No alle tre proposte di legge presentate dalle minoranza Pd e Alpe su incompatibilità, trasparenza amministrativa e accesso gratuito a Internet su tutto il territorio.
Non passa la modifica della legge sull’elezione diretta del sindaco, del vicesindaco e del consiglio comunale che aveva come obiettivo l’eliminazione di alcune incompatibilità – vedi i consiglieri comunali impegnati nell’associazionismo. «La proposta di legge è molto datata (2010). E’ un approccio parziale e proponiamo di affrontare l’argomento nella riforma complessiva degli Enti locali», ha sottolineato il capogruppo dell’Union valdôtaine Diego Empereur, respingendo la proposta.
«Non è in discussione il tema della trasparenza. Ci sono nei contenuti da chiarire. Oggi approvare un testo di questa portata all’ultimo minuto non è opportuno. L’argomento sarà sicuramente affrontato ma la complessità della materia e tale e tanta che non possiamo esaurirla oggi pertanto ci asterremo». Così il presidente della Regione Augusto Rollandin ha rispedito al mittente la proposta di legge in materia di trasparenza e pubblicità dell’attività politica e amministrativa. Nell’illustrarla Alberto Bertin (Alpe) aveva sottolineato quanto «La trasparenza abbia sempre più importanza così come l’accesso agli atti della pubblica amministrazione. E’ anche un elemento di partecipazione alla vita amministrativa dei cittadini. E’ un’esigenza imprescindibile da parte della cittadinanza. Sentiamo il bisogno forte di questa legge».

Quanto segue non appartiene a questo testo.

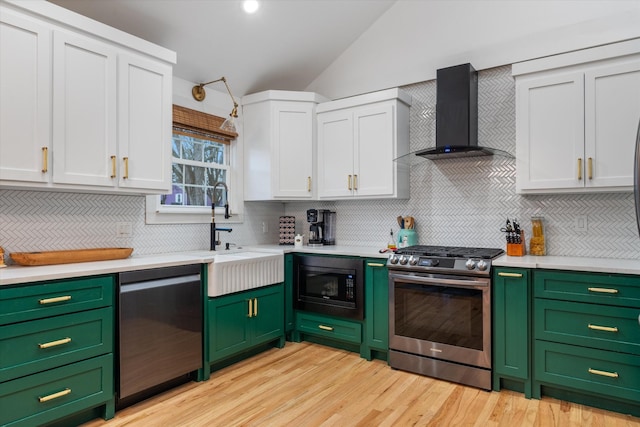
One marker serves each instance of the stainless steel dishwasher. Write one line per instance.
(160, 321)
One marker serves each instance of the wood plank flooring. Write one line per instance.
(306, 384)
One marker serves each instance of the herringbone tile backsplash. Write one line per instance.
(455, 202)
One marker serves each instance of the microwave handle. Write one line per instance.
(439, 281)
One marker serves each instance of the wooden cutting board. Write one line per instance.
(70, 256)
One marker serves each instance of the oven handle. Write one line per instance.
(439, 281)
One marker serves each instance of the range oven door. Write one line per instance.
(441, 316)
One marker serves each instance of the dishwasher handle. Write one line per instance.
(152, 284)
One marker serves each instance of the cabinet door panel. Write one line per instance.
(335, 154)
(550, 132)
(144, 123)
(374, 150)
(293, 155)
(612, 109)
(25, 110)
(84, 111)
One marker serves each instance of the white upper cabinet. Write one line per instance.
(358, 140)
(144, 123)
(84, 111)
(279, 145)
(576, 120)
(84, 106)
(25, 99)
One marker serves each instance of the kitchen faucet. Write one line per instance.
(216, 241)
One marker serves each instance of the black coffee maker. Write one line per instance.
(321, 230)
(315, 229)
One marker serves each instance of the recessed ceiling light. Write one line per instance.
(250, 6)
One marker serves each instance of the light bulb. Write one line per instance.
(250, 6)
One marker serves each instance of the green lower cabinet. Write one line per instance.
(240, 321)
(511, 330)
(376, 308)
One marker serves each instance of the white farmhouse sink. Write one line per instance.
(238, 271)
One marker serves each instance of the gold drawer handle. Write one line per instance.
(54, 395)
(602, 328)
(113, 166)
(45, 159)
(53, 300)
(518, 275)
(55, 343)
(603, 373)
(603, 290)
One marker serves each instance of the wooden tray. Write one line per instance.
(68, 257)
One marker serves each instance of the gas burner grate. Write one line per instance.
(451, 251)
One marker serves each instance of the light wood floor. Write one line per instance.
(307, 384)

E’ ancora il capo dell’esecutivo a respingere la proposta di gratuità di accesso a Internet. « Non è percorribile il tutto gratuito. Condividiamo il fatto di implementare il servizio, di portarlo all’altezza delle attese ma gratis non è possibile. Stiamo costruendo la rete, base per avere il servizio Internet che riteniamo indispensabile», ha obiettato. Nel presentare l’iniziativa Albert Chatrian (Alpe) aveva parlato di «Internet come uno strumento indispensabile per una maggiore partecipazione democratica, per l’arricchimento personale. L’accesso alla rete è considerato alla stregua di un servizio sociale; è uno strumento impareggiabile di libertà e uguaglianza».